After climbing the hill in the darkness we gathered with some believers, prayed, and divided up to meet some families that had supported the church in some way but were not attending. The New Testament describes these people as a "person of peace" or a "God-fearer." Because the arrival of outsiders was something of a special event for them, they wanted us to meet those people to express their appreciation to them. Santos and I followed Ítalo down the hill to the house of Galindo, his wife Celmith, and their five children. Santos was able to steer the conversation with Galindo towards the gospel. Galindo stated that he had believed the gospel, but had stopped attending the church for various reasons. Santos was able to talk to him, encourage him, and pray with him. We discovered that the two youngest children, fraternal twins about 13 months old, had been born with vision problems. The girl, Débora, had been treated, but the boy, Abram, remained blind. Until now, Galindo had not been able to take the trip to Lima to have his son's blindness treated.
This whole conversation brought Galindo to tears, and both Santos and I had to work to maintain our composure. Galindo decided to return to church and start reading his Bible again with his wife. We prayed together, thanked them for receiving us, and left to the central plaza to reunite with our group. Santos and I decided we couldn't leave Chazuta without doing something to help this family, and sure enough, we did. But that's another story for another day.

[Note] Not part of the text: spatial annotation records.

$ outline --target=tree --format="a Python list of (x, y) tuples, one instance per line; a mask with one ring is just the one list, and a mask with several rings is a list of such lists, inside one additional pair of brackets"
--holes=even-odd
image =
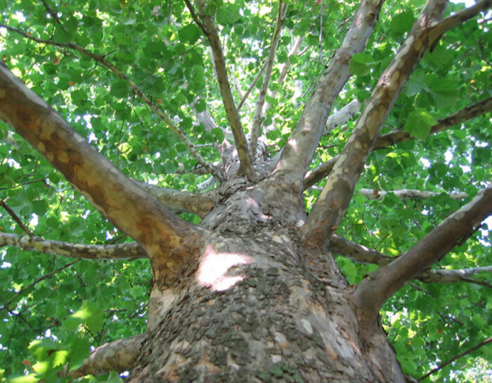
[(447, 3), (4, 1), (4, 376), (479, 379), (491, 1)]

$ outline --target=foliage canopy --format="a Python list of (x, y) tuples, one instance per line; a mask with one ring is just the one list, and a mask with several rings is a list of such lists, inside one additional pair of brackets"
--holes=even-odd
[[(260, 115), (260, 137), (270, 156), (285, 146), (358, 6), (336, 0), (287, 3)], [(365, 49), (350, 61), (351, 75), (332, 111), (354, 100), (362, 106), (321, 138), (311, 170), (341, 153), (424, 3), (389, 1), (383, 5)], [(212, 1), (207, 6), (218, 26), (236, 106), (244, 99), (238, 113), (247, 134), (254, 123), (277, 6), (241, 1)], [(445, 15), (465, 6), (451, 3)], [(203, 167), (196, 156), (150, 106), (164, 112), (208, 164), (221, 161), (213, 143), (224, 138), (233, 142), (209, 44), (186, 1), (0, 0), (0, 9), (4, 63), (93, 147), (134, 180), (203, 191), (209, 172), (200, 171)], [(381, 131), (403, 130), (411, 139), (370, 154), (337, 234), (396, 256), (487, 186), (492, 174), (490, 113), (448, 124), (435, 134), (432, 129), (441, 119), (484, 100), (488, 99), (488, 108), (484, 112), (490, 112), (489, 27), (490, 13), (481, 13), (446, 32), (425, 54)], [(150, 102), (132, 90), (127, 79)], [(205, 126), (198, 118), (204, 113), (216, 125)], [(305, 190), (307, 211), (325, 183), (323, 177)], [(391, 192), (404, 189), (434, 194), (415, 199)], [(365, 189), (389, 193), (373, 199), (376, 192), (368, 196)], [(466, 199), (454, 198), (458, 192), (465, 193)], [(27, 235), (17, 217), (29, 232), (46, 239), (86, 244), (131, 241), (1, 121), (0, 200), (6, 206), (0, 210), (4, 234)], [(191, 213), (179, 215), (200, 222)], [(484, 224), (432, 268), (491, 265), (490, 229)], [(377, 268), (343, 256), (338, 255), (337, 262), (350, 284)], [(0, 382), (25, 372), (53, 377), (50, 374), (66, 363), (75, 365), (86, 358), (90, 347), (145, 331), (152, 279), (148, 260), (74, 261), (15, 247), (0, 247)], [(386, 303), (383, 325), (406, 373), (420, 377), (490, 337), (490, 272), (467, 277), (468, 282), (415, 280)], [(492, 348), (486, 346), (432, 378), (485, 379), (490, 373), (486, 360), (491, 360)], [(15, 379), (11, 381), (28, 381)], [(97, 379), (118, 378), (113, 374)]]

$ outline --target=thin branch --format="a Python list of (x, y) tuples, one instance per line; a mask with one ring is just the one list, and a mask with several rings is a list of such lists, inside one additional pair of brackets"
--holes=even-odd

At the plaza we met more believers from Curiyacu and posed for some group photos before returning to the boat for the trip back. Santos had Ítalo write down the names of all the believers in Curicayu, as well as the names of Galindo and his family. By now the river and jungle had been swallowed by darkness. Navigating back upriver against the current and without a good line of site made the trip more dangerous than the trip down. We spent a lot of time in silent prayer as we made our two stops to pick up the rest of our group. We decided to wait until we returned to the hotel to eat our juane. The trip passed without incident. When we arrived back at the port we said our goodbyes until the morning and our team returned to the hotel to enjoy supper a little after 9 pm. I discovered that juane, a local dish, consists of rice cooked in various spices and wrapped in a banana leaf. Food never tasted so good.